Più sofferte le vicende dell’altro luogo, l’ex-Piazza d’Armi che, svuotata della presenza del fortino della “Tenaglia” distrutto insieme alla Rocca Paolina nel 1860, era utilizzata per esercitazioni militari e per la fiera del bestiame. L’idea, accarezzata negli anni Venti e Trenta di destinare questo ampio spazio desolato ad un celebrativo “Parco della Vittoria”, era stata prontamente raccolta da alcuni architetti (Angelini, Lilli, Tarchi, Bazzani) e fra le soluzioni offerte era stata formalmente scelta (1928) quella di Pietro Angelini, che non ha avuto però concreta attuazione. Per superare questa situazione di stallo fu bandito nel 1946 un concorso nazionale per la sistemazione urbanistica della piazza ed ai quattro vincitori a pari merito fu assegnato l’incarico di redigere un piano particolareggiato, che prevedeva la costruzione di quattro grandi edifici per uffici pubblici e attività commerciali nella parte settentrionale e dello stadio in quella meridionale, a fianco del complesso monastico di S. Giuliana, relegando il verde negli spazi residuali con un giardino a parterre fra gli edifici e un’area boscata verso il monastero. Per dare forma al luogo, il Comune ricorse di nuovo a Porcinai incaricandolo della “Sistemazione arborea dell’ex Piazza d’Armi e degli altri giardini pubblici della città” (1952). La soluzione proposta, ribaltando quella prospettata dal concorso, prevedeva la creazione di un denso bosco urbano incastonato fra i nuovi edifici e un’area a prato delimitata da alberature con vista a cannocchiale sulla facciata di S. Giuliana. La suggestione di Porcinai non è stata però raccolta: l’area del bosco è stata destinata a stazione degli autobus senza u valido esito architettonico e l’asfalto ha preso il posto del tessuto connettivo della vegetazione che doveva avvolgere l’edificato.

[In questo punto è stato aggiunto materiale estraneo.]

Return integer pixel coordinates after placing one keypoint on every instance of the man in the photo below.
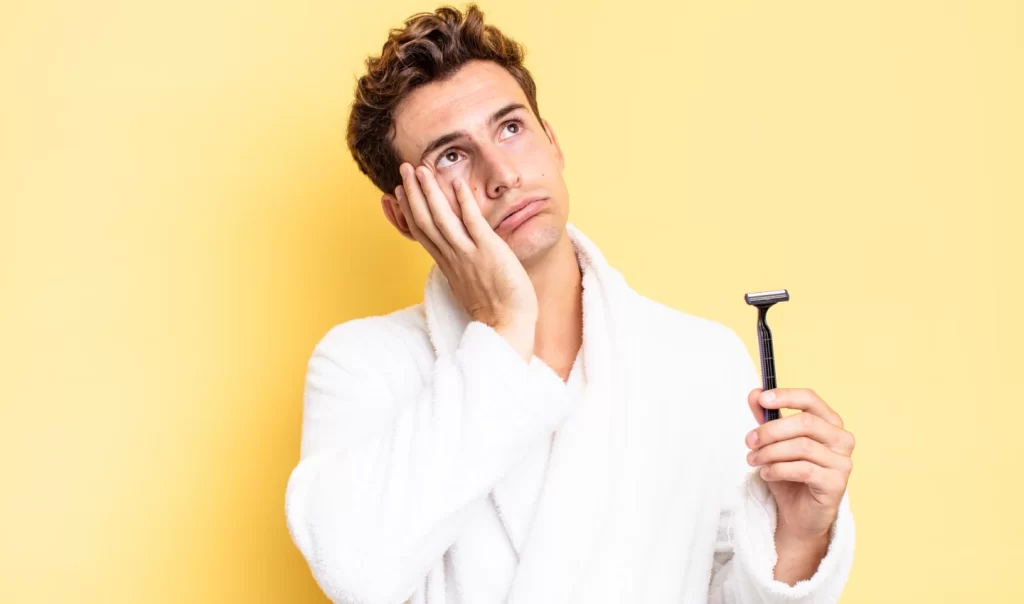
(537, 431)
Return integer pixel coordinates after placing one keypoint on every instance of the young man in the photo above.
(536, 431)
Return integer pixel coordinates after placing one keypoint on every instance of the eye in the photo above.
(451, 156)
(517, 126)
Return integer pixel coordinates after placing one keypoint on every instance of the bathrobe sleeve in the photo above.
(387, 472)
(744, 553)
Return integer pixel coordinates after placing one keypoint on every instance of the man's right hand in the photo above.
(484, 273)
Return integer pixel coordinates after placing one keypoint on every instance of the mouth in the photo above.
(519, 214)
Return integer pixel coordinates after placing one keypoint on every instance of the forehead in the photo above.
(464, 101)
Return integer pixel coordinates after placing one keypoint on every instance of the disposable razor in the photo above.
(764, 301)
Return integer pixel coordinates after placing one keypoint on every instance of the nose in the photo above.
(502, 173)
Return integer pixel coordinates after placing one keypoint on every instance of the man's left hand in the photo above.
(806, 461)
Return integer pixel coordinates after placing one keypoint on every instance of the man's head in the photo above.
(451, 93)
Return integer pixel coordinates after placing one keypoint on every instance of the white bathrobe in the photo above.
(420, 427)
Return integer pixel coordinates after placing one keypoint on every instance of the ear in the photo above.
(392, 210)
(554, 141)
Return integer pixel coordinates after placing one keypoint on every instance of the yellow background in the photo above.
(181, 222)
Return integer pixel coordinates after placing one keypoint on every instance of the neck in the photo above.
(558, 283)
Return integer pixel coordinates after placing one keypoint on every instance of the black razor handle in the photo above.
(768, 381)
(763, 301)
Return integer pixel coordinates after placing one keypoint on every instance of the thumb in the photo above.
(756, 408)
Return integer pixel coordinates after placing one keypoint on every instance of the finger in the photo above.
(797, 449)
(756, 408)
(476, 224)
(813, 475)
(418, 234)
(420, 210)
(802, 424)
(800, 398)
(450, 225)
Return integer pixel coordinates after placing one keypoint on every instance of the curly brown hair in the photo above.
(432, 46)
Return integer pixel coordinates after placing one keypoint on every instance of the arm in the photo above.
(751, 564)
(383, 484)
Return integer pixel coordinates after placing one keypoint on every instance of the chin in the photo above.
(534, 239)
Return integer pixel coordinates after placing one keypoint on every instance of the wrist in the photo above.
(799, 555)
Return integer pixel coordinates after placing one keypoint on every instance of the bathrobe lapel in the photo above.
(555, 545)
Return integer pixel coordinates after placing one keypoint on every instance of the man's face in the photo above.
(500, 149)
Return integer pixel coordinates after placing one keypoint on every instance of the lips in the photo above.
(520, 213)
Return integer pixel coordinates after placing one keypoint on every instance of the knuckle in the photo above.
(806, 420)
(847, 465)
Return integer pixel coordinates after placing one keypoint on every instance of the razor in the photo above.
(763, 301)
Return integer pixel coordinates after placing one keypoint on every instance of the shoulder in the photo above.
(397, 339)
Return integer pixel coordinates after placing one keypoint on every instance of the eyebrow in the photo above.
(453, 136)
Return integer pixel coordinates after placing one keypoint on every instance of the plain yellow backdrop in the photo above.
(181, 222)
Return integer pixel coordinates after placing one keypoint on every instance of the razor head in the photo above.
(767, 298)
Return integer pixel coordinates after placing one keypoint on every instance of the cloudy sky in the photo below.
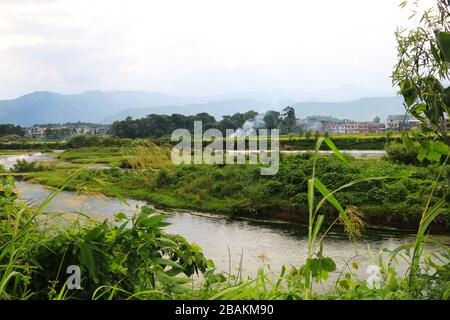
(196, 47)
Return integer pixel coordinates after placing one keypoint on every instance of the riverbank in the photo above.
(240, 191)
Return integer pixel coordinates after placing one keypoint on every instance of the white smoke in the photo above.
(250, 125)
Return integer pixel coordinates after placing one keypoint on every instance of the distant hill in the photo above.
(362, 109)
(91, 106)
(215, 108)
(108, 106)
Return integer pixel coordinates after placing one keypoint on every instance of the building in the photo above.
(400, 122)
(101, 131)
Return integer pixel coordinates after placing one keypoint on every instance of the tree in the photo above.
(308, 134)
(7, 129)
(421, 72)
(288, 120)
(272, 119)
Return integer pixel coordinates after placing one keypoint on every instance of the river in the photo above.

Così la città di Perugia, che in tempi non sospetti aveva incaricato un grande progettista come Pietro Porcinai di occuparsi dei giardini pubblici, è rimasta senza giardini e nessuno sembra esserne accorto. Il tempo è finito e lo spazio si è annullato.
Gli autori sono membri della “Associazione Pietro Porcinai” dalla sua costituzione e curatori, con Marina Fresa, della pubblicazione “i giardini di Pietro Porcinai in Umbria” edita dalla Regione umbra nel 2014.